Applications of Blockchain Technology with Artificial Intelligence

Source: Artificial Intelligence on Medium

Blockchain together with AI

Simply said, blockchain is concerned with keeping accurate records, authentication, and execution; while AI helps in making decisions, assessing, and understanding certain patterns and datasets, ultimately making autonomous interaction. Blockchain and AI are able to work together and potentially produce seamless interactions, because they share several characteristics:

I. Data Sharing Requirement

Both blokchain and AI require some forms of data sharing. For blockchain, A decentralized database emphasizes the importance of data sharing between multiple clients on a particular network, where the data shared can be authenticated by different parties to ensure trust and security. AI relies greatly on Big Data, specifically, data sharing. With more open data to analyze, the predictions and assessments of machines are considered to be more accurate and correct, and the algorithms generated using the shared data sets are more reliable.

II. Security

In the financial sector, and of course not only limited to the financial sector, there is a big need for security when dealing with high-value transactions on the blockchain network. This is enforced via the existing protocols within the blockchain technology. For AI, the autonomous nature of the machines also requires a high-level of security in order to reduce the probability of a falsely made algorithm or data set that can result in catastrophic occurrences.

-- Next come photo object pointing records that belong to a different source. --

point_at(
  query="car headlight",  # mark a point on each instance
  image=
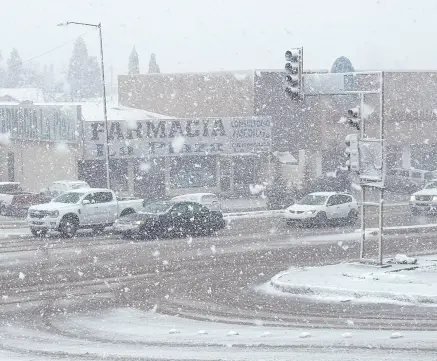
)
(53, 214)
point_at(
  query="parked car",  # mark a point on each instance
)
(166, 218)
(425, 200)
(57, 188)
(14, 200)
(209, 200)
(94, 208)
(418, 176)
(322, 207)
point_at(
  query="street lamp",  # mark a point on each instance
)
(105, 111)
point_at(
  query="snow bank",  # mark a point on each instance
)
(408, 280)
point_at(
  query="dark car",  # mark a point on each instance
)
(169, 219)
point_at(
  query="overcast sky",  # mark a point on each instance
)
(206, 35)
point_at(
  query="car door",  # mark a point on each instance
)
(179, 218)
(211, 201)
(106, 207)
(199, 218)
(89, 210)
(345, 205)
(333, 207)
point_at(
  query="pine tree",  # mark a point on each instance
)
(153, 65)
(2, 72)
(83, 73)
(134, 63)
(94, 80)
(14, 71)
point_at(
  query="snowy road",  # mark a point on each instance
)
(54, 293)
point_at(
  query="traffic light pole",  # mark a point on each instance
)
(363, 190)
(383, 168)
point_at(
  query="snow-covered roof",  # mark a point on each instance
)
(22, 94)
(285, 157)
(92, 112)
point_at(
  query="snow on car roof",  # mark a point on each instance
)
(327, 193)
(69, 182)
(194, 195)
(86, 190)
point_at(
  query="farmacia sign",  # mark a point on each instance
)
(178, 137)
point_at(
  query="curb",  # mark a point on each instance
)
(426, 228)
(348, 294)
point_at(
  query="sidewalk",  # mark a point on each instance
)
(411, 282)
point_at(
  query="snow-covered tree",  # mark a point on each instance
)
(134, 63)
(14, 73)
(83, 73)
(2, 71)
(153, 65)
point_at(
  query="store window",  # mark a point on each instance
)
(193, 171)
(246, 170)
(424, 156)
(394, 157)
(119, 174)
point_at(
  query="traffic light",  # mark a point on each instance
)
(294, 68)
(354, 117)
(352, 152)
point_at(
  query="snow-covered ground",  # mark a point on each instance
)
(407, 283)
(130, 334)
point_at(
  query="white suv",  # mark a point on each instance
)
(321, 207)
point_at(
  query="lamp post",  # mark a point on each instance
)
(105, 110)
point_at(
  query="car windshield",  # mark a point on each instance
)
(68, 198)
(156, 207)
(79, 185)
(431, 185)
(313, 200)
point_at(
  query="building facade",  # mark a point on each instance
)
(160, 158)
(310, 130)
(39, 143)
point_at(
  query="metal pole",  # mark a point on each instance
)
(363, 190)
(381, 199)
(105, 111)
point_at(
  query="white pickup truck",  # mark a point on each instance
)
(94, 208)
(425, 200)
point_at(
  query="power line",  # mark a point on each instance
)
(48, 51)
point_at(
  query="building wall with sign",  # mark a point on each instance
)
(157, 158)
(39, 143)
(312, 125)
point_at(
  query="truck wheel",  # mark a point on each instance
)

Some might say that AI requires access to several data sets, and it may compromise privacy issues. The blockchain technology is able to allow you to restrict or license the access to certain data, then what about AI? There is a technology within the AI field called Federated Learning, which is a machine learning technique that trains an algorithm across multiple decentralized devices or servers holding local data samples, without uploading or exchanging their data samples to other servers. This approach is in contrast to the traditional centralized machine learning techniques where all data samples are uploaded to one server. It enables multiple actors to build a common, robust machine learning model without sharing data, thus addressing critical issues such as data privacy, data security and data access rights.

III. Trust

The advancement and adoption of any widely-accepted technology require the element of trust, and neither AI nor blockchain are excluded. To facilitate machine-to-machine communication and data sharing in AI, there is an expected level of trust. Also, to execute certain transactions on the blockchain network, trust is required.